I really wanted to tackle an old and outstanding question that had been difficult to crack at a molecular level but for which new tools could be developed and used to re-examine the topic. Regeneration was ripe for exactly that when I chose my postdoc field. Since then, there has been an explosion of resources for these animals.  In my PhD studies, I also became very curious about how creatures maintained their bodies at both a cellular level, but also a larger-scale level, once they had initially developed. Salamanders seemed a natural choice for these reasons, though of course working with them was way more challenging on a logistical level than working with fruit flies. 

What is holding the field (or your research) back? 

There is a ton of momentum in the field, but additional funding and people would of course move the science forward faster. We still have a long generation time to deal with (almost one year), so more technologies for addressing gene function in the meantime, while still pursuing true genetic loss-of-function homozygous mutants, are critical.  Other resources, such as antibodies that work in axolotls and other salamanders, are also important. Genetic resources across salamanders are still developing as well. Finally, it would be great to see a commercial source of axolotls for research so that there was less of a bottleneck in operations being animal availability. 
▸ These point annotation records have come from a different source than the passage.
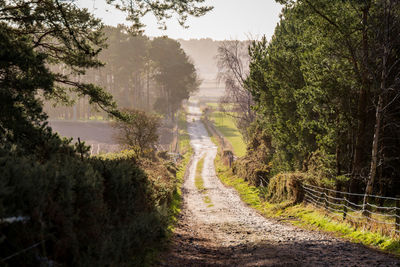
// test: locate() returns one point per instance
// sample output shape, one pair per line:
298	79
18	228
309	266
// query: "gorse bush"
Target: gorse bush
93	212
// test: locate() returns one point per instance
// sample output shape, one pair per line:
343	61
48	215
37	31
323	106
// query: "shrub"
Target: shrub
97	211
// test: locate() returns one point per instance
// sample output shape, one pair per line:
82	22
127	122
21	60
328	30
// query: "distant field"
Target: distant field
225	124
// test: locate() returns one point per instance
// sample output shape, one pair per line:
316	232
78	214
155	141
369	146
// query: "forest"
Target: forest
139	73
317	106
58	205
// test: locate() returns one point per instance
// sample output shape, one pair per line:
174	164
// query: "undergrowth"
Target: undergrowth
198	180
303	215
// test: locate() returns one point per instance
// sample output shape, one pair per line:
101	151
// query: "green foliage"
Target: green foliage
198	180
303	216
100	211
175	73
138	131
226	125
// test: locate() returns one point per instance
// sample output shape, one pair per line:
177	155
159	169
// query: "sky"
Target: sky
230	19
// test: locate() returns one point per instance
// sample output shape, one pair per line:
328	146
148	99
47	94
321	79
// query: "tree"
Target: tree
68	40
174	73
233	69
139	132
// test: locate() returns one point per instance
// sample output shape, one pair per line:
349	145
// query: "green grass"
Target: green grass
226	125
198	180
184	145
303	215
183	136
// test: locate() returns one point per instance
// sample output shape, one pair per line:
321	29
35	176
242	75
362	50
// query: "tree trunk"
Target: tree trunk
361	109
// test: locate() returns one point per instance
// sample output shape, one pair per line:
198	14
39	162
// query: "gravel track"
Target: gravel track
226	232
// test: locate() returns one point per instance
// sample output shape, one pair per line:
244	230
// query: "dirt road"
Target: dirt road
226	232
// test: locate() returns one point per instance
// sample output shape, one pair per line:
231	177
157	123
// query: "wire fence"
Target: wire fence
358	209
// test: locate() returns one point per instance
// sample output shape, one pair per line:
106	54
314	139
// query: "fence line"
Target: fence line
351	194
339	205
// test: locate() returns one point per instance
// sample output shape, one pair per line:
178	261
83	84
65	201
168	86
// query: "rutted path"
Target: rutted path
231	234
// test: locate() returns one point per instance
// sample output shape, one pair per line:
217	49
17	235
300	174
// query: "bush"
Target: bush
286	187
91	212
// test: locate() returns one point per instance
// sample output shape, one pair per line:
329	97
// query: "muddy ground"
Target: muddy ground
223	231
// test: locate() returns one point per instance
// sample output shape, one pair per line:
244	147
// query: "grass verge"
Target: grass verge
198	180
303	215
186	149
226	125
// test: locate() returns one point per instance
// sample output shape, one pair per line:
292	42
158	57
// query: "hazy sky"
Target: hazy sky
230	19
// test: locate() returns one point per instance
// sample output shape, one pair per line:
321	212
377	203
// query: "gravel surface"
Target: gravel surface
226	232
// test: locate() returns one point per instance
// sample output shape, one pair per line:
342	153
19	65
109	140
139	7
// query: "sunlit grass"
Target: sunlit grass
303	215
226	125
184	145
198	180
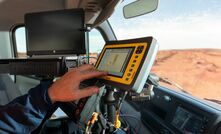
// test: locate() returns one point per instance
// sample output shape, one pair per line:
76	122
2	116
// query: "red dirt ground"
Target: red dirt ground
197	71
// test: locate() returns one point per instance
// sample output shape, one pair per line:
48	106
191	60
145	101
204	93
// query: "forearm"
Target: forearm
25	113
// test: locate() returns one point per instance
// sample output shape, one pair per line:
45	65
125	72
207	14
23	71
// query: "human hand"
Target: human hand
67	87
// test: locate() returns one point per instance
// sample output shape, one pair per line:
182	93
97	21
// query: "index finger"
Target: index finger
92	74
86	67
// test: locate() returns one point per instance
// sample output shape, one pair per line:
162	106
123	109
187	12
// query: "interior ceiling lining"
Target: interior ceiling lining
12	11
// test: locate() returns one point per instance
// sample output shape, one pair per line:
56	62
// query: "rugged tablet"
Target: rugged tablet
128	62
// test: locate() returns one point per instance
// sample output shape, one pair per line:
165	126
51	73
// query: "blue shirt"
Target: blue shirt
26	112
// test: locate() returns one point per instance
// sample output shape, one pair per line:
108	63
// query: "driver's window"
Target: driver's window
20	42
96	43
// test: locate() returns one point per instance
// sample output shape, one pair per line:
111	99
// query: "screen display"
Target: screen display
55	32
115	60
187	122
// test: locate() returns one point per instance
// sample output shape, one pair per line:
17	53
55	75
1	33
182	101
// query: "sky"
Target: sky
176	24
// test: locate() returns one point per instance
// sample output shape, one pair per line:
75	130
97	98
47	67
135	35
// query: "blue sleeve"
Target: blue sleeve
25	113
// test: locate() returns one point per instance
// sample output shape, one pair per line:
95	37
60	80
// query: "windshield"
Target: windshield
189	36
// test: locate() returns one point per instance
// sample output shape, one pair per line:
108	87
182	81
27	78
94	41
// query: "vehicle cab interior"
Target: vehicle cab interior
43	39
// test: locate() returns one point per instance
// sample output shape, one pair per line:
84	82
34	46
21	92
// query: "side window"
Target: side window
20	42
96	43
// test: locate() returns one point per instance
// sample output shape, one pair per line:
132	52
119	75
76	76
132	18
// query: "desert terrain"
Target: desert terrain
197	71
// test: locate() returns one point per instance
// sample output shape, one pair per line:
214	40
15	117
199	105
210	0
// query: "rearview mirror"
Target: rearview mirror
139	7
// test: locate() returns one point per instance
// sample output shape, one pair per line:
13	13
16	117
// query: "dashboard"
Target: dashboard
171	112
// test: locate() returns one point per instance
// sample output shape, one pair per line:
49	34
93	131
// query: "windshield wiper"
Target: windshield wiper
154	80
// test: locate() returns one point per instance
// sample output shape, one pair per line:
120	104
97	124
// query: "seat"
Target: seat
8	89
How have you seen research axolotl and other ‘non-traditional’ species change over the last decade and where do you see the field going?  

With de novo transcriptome assembly especially, more species are becoming accessible to molecular study than ever before. We also finally now have access to a sequenced genome. 10 years ago, neither of these existed, and we were cloning genes using methods that people working in the most common genetic models rarely had to resort to.  I think the field really is driving toward understanding what are the cells critical for regeneration and what factors do they use to make it happen. Once these are more clearly defined, comparing them to mammals and possibly identifying the key differences will be important. I think it is completely possible humans have all the right “parts” to regenerate limbs—and some of them might even be activated following amputation—but these cells encounter an antagonistic (pro-scarring, anti-regenerative) environment and they also lack cues to organize into a blastema (a collection of cells necessary for regeneration). If we knew more of the nuts and bolts of this whole process, it might be possible to remove these roadblocks and also provide critical cues to the cells to coax them to come together and make a blastema. I also think the specialized, pro-regenerative wound epidermis formed in highly-regenerative animals is going to be very important. Knowing what factors if produces can give us clues of what might promote regeneration at the injury site.
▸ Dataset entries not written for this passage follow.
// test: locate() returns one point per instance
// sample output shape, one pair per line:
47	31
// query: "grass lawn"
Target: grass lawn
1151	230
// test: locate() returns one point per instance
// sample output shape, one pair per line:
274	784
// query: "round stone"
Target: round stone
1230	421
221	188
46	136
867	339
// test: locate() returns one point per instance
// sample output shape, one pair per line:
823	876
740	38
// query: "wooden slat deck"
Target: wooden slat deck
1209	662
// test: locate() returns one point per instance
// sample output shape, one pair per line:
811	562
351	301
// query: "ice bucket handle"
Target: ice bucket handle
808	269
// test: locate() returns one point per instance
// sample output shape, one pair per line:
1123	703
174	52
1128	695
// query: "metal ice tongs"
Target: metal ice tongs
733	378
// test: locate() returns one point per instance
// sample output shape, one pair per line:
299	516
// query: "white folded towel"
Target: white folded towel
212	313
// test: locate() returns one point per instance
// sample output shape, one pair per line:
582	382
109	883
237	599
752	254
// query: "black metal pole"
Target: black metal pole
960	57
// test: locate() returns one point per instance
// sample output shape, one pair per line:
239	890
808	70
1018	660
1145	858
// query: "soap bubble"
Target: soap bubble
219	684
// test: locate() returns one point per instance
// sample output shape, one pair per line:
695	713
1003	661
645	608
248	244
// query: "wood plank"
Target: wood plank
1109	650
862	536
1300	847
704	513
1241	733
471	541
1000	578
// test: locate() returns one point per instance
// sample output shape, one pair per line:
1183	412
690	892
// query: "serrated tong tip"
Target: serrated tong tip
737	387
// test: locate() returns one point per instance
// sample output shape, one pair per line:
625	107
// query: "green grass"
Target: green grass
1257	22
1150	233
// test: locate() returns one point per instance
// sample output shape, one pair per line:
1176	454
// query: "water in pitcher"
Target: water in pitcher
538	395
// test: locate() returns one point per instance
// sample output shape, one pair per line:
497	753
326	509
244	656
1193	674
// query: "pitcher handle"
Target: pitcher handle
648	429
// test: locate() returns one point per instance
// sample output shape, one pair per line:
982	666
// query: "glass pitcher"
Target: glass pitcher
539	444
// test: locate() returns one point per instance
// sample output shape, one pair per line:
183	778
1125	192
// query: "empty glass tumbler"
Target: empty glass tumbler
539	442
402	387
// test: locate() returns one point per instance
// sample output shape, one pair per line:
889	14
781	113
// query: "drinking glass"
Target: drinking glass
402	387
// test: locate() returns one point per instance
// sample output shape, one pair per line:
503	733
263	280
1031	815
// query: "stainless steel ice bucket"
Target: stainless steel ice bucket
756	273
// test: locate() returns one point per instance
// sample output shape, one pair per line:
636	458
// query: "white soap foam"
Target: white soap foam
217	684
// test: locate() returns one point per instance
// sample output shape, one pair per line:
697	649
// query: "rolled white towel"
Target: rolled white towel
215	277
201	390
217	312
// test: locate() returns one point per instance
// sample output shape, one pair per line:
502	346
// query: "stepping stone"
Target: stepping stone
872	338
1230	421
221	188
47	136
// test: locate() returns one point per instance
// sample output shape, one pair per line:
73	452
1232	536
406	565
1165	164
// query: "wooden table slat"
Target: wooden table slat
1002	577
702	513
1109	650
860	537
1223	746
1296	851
Where do you see synergy between your work and that of other "non-model" organism researchers?

We all need to be willing to go full steam at a problem knowing we still have one hand tied behind our backs. New tools are coming online, but it’s still not like working in an organism where you can search a repository and order up a bunch of mutant animals for a particular take the next steps in your research. 

What do you wish people understood about axolotls?  

Axolotls hold more than just these limb regeneration secrets—we have so much more to learn from them. While I’m very grateful these lab stocks exist, they are critically endangered in the wild. It would be very sad if they go extinct, and to imagine all the other species that could offer us special insights that we might not get otherwise going extinct before they are even studied is really terrible. Working with these creatures takes time and extra effort, but it is totally worth it.